A pointer stored in an interface escapes (interfaces are heap pointers).
A pointer passed to a chan escapes.
A pointer assigned to a global escapes.
Large stack frames force heap allocation (the stack would otherwise grow too much).

The compiler is conservative — it errs on the side of "escape" if it can't prove otherwise. Reading -m -m output for a hot function is one of the most effective performance habits in Go.

20. Common middle-level mistakes¶

Returning a pointer to a local variable. func New() *T { return &T{} } forces heap allocation. Sometimes correct, sometimes you wanted a stack T returned by value. Measure first.
Capturing large values in closures. go func() { use(bigStruct) }() boxes bigStruct onto the heap so the goroutine can outlive the caller.
interface{} boxing. Passing a small int through any allocates an iface with a heap-stored value. Hot paths beware.
strconv.Itoa on a hot loop. Builds a small string allocation per call. strconv.AppendInt(buf, ...) reuses a buffer.
fmt.Sprintf for cheap formatting. Each call allocates the format machinery, the []any for arguments (boxing each!), and the result string. strconv.Append* is dramatically cheaper for hot paths.
Pointers in noscan-eligible structs. One *string field in an otherwise-numeric struct moves the whole struct to a scan size class. The GC now walks it.
Allocating in a tight loop when you could pool. sync.Pool is built exactly for this — make([]byte, 4096) per iteration vs pool.Get().(*[]byte) is often a 10× allocation-rate difference.

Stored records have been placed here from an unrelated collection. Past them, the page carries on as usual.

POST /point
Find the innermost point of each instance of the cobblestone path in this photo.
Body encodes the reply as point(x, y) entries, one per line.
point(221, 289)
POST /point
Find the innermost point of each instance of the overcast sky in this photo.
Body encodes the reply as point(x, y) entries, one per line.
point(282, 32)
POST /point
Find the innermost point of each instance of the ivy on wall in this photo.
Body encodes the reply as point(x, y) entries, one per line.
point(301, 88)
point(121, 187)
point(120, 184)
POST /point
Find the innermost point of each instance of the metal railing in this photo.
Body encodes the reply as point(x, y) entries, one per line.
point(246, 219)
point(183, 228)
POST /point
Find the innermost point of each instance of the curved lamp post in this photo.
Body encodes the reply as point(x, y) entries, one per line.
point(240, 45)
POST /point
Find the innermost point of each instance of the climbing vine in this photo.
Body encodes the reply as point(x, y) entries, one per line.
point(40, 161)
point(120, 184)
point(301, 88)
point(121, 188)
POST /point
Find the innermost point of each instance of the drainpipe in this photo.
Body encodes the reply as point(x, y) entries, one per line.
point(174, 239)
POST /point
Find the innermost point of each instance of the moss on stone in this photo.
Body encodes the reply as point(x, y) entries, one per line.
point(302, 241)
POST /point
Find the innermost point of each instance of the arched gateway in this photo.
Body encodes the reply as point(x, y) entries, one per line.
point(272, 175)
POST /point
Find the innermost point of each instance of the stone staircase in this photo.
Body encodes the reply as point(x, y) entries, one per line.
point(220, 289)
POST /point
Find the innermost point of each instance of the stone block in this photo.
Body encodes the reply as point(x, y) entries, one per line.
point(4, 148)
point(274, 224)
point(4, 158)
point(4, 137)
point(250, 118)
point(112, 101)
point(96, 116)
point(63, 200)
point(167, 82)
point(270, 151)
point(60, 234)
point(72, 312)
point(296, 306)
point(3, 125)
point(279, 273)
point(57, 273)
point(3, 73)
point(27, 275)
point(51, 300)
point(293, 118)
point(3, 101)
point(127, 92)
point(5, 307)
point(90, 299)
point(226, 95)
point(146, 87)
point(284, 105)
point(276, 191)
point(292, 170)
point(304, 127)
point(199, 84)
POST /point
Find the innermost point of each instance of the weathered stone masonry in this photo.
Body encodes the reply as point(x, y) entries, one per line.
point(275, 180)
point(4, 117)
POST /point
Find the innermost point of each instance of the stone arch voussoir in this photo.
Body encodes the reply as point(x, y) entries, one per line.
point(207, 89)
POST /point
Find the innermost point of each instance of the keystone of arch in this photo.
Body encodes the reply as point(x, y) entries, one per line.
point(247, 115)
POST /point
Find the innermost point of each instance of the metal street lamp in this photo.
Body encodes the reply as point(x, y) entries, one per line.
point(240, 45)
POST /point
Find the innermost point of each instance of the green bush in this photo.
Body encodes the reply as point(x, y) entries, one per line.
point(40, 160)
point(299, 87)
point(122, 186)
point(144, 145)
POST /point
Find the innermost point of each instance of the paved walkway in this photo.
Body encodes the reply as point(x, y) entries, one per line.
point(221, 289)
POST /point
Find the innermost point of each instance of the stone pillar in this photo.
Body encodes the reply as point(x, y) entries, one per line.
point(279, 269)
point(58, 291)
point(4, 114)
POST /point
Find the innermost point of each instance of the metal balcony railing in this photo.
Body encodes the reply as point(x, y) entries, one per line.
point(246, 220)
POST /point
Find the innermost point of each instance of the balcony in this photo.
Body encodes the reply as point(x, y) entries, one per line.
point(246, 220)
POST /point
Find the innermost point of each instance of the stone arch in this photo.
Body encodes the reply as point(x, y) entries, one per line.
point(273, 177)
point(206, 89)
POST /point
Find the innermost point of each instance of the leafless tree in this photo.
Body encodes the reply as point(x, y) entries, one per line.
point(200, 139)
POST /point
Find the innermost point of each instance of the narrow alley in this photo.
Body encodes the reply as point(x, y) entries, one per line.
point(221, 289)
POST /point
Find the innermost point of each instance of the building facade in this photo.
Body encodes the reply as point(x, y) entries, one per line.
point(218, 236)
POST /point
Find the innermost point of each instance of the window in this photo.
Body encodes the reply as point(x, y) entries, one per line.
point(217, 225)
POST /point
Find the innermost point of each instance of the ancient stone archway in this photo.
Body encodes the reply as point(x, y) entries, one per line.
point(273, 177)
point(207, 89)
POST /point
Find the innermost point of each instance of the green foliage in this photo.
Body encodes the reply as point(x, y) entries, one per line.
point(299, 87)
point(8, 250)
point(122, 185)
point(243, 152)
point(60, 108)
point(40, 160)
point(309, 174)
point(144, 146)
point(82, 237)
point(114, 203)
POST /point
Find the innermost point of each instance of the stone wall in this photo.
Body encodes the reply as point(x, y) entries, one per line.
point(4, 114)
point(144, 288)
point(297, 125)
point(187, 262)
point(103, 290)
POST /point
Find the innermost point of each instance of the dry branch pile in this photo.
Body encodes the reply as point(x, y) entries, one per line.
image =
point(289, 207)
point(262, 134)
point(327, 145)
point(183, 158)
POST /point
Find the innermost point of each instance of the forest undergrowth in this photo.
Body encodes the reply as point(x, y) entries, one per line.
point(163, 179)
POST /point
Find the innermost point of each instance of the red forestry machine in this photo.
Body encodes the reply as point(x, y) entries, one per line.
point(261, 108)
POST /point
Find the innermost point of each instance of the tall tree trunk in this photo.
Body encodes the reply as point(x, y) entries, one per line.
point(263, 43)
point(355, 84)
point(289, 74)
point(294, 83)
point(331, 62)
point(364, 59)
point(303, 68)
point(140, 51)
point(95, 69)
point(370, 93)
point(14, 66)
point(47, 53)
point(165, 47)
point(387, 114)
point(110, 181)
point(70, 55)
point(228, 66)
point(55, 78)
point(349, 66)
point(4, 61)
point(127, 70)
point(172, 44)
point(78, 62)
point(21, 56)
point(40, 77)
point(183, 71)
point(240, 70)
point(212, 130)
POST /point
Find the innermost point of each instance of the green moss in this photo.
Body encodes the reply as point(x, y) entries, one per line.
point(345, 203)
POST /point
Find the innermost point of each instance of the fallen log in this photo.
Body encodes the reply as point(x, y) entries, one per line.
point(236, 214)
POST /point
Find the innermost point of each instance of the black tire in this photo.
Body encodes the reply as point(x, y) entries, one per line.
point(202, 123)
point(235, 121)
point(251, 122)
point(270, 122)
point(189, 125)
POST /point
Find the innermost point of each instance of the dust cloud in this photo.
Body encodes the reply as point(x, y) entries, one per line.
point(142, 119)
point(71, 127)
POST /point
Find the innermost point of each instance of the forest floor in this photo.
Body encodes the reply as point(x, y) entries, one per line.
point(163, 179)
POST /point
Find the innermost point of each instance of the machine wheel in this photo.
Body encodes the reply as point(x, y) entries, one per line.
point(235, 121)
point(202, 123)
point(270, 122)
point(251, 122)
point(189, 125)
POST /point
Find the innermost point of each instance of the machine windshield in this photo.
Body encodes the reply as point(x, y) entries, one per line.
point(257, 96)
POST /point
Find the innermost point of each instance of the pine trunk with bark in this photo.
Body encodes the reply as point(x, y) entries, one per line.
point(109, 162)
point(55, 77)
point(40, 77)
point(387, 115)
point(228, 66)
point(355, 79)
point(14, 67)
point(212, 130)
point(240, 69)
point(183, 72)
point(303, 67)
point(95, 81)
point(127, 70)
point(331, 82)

21. Inspecting what really happens¶

Three commands to keep nearby:

# What escapes and why
go build -gcflags="-m -m" ./...

# Live allocator stats
go test -bench=. -benchmem ./...
# allocs/op and B/op are reported per benchmark

# pprof of allocations
go test -bench=. -memprofile=mem.prof
go tool pprof -alloc_objects mem.prof

In a running process:

var ms runtime.MemStats
runtime.ReadMemStats(&ms)
fmt.Printf("heap inuse %d, mcache %d, mspan %d, mallocs %d\n",
    ms.HeapInuse, ms.MCacheInuse, ms.MSpanInuse, ms.Mallocs)

ms.Mallocs — total mallocgc calls since program start. Divide by uptime for "allocations per second", a vital sign for any latency-sensitive service.

22. Summary¶

At middle level the allocator stops being "there's a hierarchy" and starts being a chain of decisions you can read in the source. Every allocation enters mallocgc, picks tiny/small/large, finds an mcache slot (or refills from mcentral, or grows the heap from mheap, or mmaps a new arena), pays its GC assist, sweeps a bit, sets the pointer bitmap, and returns. Spans cycle through Allocated → InCache → Full → NeedsSweep → Swept → Free. The scavenger gives idle pages back. Size classes are chosen by a build-time search. noscan is the most underrated lever in struct design. And the fastest allocation is the one that escape analysis kept on the stack in the first place.